# can this be right??



## cichlids _killer (Apr 13, 2008)

cycle my tank got the read to day 
ammonia 2.ppm
nitrite 0.1ppm
nitrate 10ppm


----------



## SF_BEAST (Oct 1, 2006)

Ammo should be 0ppm
Nitrite 0ppm

and Nitrate should be close to 10 ppm unless you have a planted tank...

Should be close to done cycling though.


----------



## cichlids _killer (Apr 13, 2008)

same thing i was think 
ammonia 0
nitrite 0 
nitrate 10ppm ( or whatever)
but my reading is not like that if im already got nitrate .why im still getting nitrite and ammonia??? can some one explain?? no tank just with sand and rock .thanks


----------



## cichlids _killer (Apr 13, 2008)

oh i got 4 goldfish feeder in there right now ...should i take them out? if they still in the tank the ammo and nitrite still there right?


----------



## prov356 (Sep 20, 2006)

You need to use several readings over the course of several days to know where you are with cycling. There's no way to tell for sure with one reading if levels are on the way up or down. Rather than reinvent the wheel, I'll refer you to a good explanation of the nitrogen cycle here. It's not unusual to see ammonia and nitrite above 0 during initial cycling of a tank.

If you're cycling with goldfish, then you need to either leave them in to completion or take them out and go with a 'fishless' cycle by adding ammonia daily. There's some info on fishless cycling here.


----------



## cichlids _killer (Apr 13, 2008)

ok after take all the gold feeder out and keep testing every 24hours to day my reading is...
ammonia 2ppm
nitrate 0 ppm
nitrite 40-50 ppm ( im sure about nitrite test that 2times) 
whats should i do now? thanks


----------



## iceblue (Apr 27, 2004)

I would do a water change and keep adding the ammonia. Wait 24 hrs and take your readings. If you are getting high nitrates and 0 nitrites and hopefully 0 amonnia you are probably cycled.


----------



## Voodoo Chilli (Jun 29, 2004)

The nitrates could be in the source water and are being added to the tank. Have you tested your tap water?

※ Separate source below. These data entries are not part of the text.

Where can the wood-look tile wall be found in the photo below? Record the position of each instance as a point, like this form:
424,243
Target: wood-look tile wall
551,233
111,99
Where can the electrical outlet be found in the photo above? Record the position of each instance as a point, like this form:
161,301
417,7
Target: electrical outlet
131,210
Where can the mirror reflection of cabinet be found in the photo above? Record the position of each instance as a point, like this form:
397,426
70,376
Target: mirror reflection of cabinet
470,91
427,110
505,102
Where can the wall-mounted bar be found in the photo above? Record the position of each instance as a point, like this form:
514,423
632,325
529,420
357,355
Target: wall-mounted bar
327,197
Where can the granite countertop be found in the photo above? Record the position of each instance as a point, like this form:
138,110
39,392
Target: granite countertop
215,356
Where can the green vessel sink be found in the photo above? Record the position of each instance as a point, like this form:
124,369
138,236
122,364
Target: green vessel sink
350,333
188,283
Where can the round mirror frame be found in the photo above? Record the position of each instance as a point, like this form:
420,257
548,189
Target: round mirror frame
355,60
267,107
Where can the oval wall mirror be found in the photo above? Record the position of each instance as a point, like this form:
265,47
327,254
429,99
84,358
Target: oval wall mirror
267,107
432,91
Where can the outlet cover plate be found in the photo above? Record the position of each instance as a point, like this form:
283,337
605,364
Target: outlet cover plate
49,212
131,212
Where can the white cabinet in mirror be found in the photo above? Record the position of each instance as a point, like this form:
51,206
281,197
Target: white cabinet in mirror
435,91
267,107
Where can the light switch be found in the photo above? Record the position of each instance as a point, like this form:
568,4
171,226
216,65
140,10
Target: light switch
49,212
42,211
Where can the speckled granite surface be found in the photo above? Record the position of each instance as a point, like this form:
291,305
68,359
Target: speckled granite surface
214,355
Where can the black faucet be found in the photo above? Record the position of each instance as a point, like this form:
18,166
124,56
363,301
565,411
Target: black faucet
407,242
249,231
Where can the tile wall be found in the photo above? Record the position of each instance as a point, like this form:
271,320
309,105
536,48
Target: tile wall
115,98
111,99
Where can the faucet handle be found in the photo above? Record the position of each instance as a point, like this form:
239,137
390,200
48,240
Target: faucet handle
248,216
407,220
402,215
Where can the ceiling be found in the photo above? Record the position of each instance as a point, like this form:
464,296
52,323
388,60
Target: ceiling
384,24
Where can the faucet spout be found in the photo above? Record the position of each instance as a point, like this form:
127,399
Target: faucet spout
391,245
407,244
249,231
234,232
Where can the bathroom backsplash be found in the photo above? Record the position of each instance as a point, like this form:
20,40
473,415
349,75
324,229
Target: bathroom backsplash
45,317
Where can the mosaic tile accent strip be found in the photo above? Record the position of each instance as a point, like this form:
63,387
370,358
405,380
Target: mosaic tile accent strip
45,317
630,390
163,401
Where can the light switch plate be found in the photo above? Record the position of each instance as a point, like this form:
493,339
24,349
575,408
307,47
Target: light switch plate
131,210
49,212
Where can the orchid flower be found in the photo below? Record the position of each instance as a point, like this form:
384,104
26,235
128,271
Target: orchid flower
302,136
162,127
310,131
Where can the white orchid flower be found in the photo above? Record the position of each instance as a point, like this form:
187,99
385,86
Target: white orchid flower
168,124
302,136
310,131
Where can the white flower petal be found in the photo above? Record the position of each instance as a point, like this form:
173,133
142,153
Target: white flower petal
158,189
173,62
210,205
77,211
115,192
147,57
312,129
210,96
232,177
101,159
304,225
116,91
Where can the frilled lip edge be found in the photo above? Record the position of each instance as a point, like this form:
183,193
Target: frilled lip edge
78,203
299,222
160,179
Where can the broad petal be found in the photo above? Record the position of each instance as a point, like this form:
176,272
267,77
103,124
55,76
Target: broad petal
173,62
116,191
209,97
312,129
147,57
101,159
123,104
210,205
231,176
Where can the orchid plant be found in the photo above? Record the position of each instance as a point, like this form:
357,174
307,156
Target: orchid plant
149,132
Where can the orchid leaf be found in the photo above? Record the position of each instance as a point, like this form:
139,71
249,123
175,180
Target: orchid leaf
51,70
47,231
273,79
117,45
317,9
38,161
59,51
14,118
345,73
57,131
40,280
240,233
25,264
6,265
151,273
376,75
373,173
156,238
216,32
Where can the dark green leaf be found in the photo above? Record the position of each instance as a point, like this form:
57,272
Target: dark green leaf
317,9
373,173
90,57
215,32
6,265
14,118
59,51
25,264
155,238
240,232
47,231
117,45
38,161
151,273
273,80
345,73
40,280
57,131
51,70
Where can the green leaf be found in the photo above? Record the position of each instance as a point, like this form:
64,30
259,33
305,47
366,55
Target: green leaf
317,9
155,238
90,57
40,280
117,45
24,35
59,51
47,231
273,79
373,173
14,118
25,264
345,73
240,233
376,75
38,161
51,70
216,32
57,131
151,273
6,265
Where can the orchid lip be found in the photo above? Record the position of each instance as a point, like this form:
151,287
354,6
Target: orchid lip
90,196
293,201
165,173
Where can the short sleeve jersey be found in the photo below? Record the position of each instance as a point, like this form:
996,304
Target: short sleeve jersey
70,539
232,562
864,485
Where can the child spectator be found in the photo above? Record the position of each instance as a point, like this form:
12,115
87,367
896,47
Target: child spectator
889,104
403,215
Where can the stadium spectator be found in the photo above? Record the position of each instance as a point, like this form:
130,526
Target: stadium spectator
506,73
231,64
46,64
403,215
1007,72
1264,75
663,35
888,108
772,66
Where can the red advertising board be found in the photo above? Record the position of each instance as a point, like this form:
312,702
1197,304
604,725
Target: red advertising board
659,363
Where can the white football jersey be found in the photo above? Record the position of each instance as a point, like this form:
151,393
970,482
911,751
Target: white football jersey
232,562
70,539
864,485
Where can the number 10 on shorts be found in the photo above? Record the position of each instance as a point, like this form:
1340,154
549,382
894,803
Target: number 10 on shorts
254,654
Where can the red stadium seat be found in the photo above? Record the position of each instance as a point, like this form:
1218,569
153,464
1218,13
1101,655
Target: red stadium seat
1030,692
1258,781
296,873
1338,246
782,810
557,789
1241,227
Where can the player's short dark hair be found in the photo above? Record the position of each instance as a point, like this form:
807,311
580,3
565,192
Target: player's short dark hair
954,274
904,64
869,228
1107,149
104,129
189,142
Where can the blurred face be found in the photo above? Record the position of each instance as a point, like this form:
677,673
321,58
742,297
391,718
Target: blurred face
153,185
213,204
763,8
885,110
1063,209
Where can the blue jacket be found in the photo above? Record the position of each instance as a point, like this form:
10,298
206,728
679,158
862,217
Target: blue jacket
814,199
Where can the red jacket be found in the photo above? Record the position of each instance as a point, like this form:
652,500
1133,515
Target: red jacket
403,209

If there's any ammonia being detected, the tank is not cycled. How long has this been set up? How big is the tank?


----------



## iceblue (Apr 27, 2004)

Voodoo Chilli said:


> The nitrates could be in the source water and are being added to the tank.


Thats what I thought at first but if you look at the first post, the OP had ammonia, nitrItes and nitrAtes showing. Now that he's changed his approach the NitItes are 0 and the nitrAtes are 40. The ammonia count could be high because he tested too soon after adding the ammonia or he added more ammonia then what the cycle fish were giving. Either way I would say that he is getting close to a done cycle.


----------



## cichlids _killer (Apr 13, 2008)

iceblue said:


> Voodoo Chilli said:
> 
> 
> > The nitrates could be in the source water and are being added to the tank.
> ...


bro i dont change anything, i been testing every day the same result with first post till i saw the test result changing that's why i post and asked.


----------



## cichlids _killer (Apr 13, 2008)

Voodoo Chilli said:


> The nitrates could be in the source water and are being added to the tank. Have you tested your tap water?
> 
> If there's any ammonia being detected, the tank is not cycled. How long has this been set up? How big is the tank?


the tank is been cycle for 18 days ....its a 210gallon tank with a big sump( old filter pad from another running tank)


----------



## Ispintechno (Mar 27, 2008)

Don't forget rotting food is a new source of ammonia, and can be a new bio-load at anytime. Make sure you are the only one feeding the fish at this time and feed sparingly.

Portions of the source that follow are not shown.